Silence enveloped everything for a while.
With folded hands Bhola said, “Memsab, you are completely right. Only when I saw Saabji with Trisha baby, I realized what I was missing as a father. Something that could have been mine, I had ruined it with my own hands that were stained with my own baby’s blood. And I paid for it by losing another child of mine. I cannot deny God’s order of balance. Who am I to choose who should be born and who not?”
“Yes you are nobody. No one is anybody to choose that.” I said firmly.
“I know nothing can make up for what I did. But to soothe my guilt, I did something two years back. This little girl, Chhutki, is my neighbor’s daughter by birth. She was born twin with her brother. I got to know that they were going to get rid of her sooner or later. Before it was too late, I went up to them and… adopted her. She is my daughter now, proudly. She is my daughter, by choice. She will be my only child for life. There has not been anything more satisfying that I have done, and there won’t be anything ever.” With his palm on Chhutki’s head, he continued.
“I would never be able to get out of that hollow Saabji. The trust you had on my goodness was killing me. I had restless nights for months. I adopted her for solace to my soul’s scars. I have been spreading awareness about how beautiful a daughter could be ever since I realized myself. I have been trying to persuade village’s narrow minds to open up and believe that girls deserve equal at least, if not more. And I have seen a ray of trust. The day will come when there will be no more fathers as a ‘Bhola’.” He said with a hopeful smile and he kissed Chhutki.
I could feel genuine remorse in his voice and eyes. He really looked like a proud and happy father of a daughter. He had reformed. It dissolved my anger somewhat.
“Repentance is the first sign of your intent to replenish the hole that you have dug, Bhola. I know I can never forgive you for what you did. But I cannot stop from praising you for reemergence of your righteousness either. Even God gives a second chance. Who are we not to forgive you, right?” I looked at Aashka; she nodded in agreement.
“Despite what you did, merely for what you are today, I really wish there are more fathers like ‘Bhola’. You will make a great father to Chhutki. She will feel lucky to have you when she grows up.” I said.

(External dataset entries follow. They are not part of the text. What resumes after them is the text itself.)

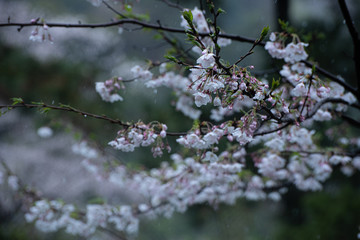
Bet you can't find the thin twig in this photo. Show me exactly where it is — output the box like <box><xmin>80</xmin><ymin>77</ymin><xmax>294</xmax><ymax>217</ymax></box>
<box><xmin>102</xmin><ymin>1</ymin><xmax>127</xmax><ymax>18</ymax></box>
<box><xmin>158</xmin><ymin>0</ymin><xmax>184</xmax><ymax>11</ymax></box>
<box><xmin>0</xmin><ymin>103</ymin><xmax>186</xmax><ymax>136</ymax></box>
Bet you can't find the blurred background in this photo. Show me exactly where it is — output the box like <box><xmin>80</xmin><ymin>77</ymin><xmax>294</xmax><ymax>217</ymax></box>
<box><xmin>0</xmin><ymin>0</ymin><xmax>360</xmax><ymax>240</ymax></box>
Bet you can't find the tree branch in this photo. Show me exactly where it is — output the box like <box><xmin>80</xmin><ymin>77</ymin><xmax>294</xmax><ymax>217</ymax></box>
<box><xmin>0</xmin><ymin>103</ymin><xmax>186</xmax><ymax>136</ymax></box>
<box><xmin>0</xmin><ymin>19</ymin><xmax>360</xmax><ymax>99</ymax></box>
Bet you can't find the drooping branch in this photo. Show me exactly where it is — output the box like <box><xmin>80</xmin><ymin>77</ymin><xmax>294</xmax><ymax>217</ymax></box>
<box><xmin>0</xmin><ymin>103</ymin><xmax>186</xmax><ymax>136</ymax></box>
<box><xmin>0</xmin><ymin>19</ymin><xmax>360</xmax><ymax>95</ymax></box>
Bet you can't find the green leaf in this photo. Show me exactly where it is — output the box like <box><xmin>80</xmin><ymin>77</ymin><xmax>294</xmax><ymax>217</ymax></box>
<box><xmin>124</xmin><ymin>4</ymin><xmax>132</xmax><ymax>13</ymax></box>
<box><xmin>11</xmin><ymin>98</ymin><xmax>24</xmax><ymax>105</ymax></box>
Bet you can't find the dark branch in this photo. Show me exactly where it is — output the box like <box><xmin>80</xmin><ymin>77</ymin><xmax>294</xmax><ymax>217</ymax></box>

“Mom, I have finished my homework. Can I play now?” Trisha came from a different world.
“Trisha, this is Chhutki. Why don’t you give her your dolls and toys to play?” Aashka said.
“Sure. Come Chhutki, I will give you my favorite Barbie.” Trisha offered a hand and a smile to Chhutki.
Our dolls went in to play with their dolls.
“Thank you, maalik for everything. Huge burden has gone off my shoulders today. Your heart is really big.” Bhola stood up and joined palms to thank which had a mammoth ‘Sorry’ wrapped around it.
“Forget it Bhola. With a daughter’s birth, a father is born too. Start afresh and you will only get better from here.” I extended my arms and for the first time he hugged me back snugly. His warm tears soaked my shoulder.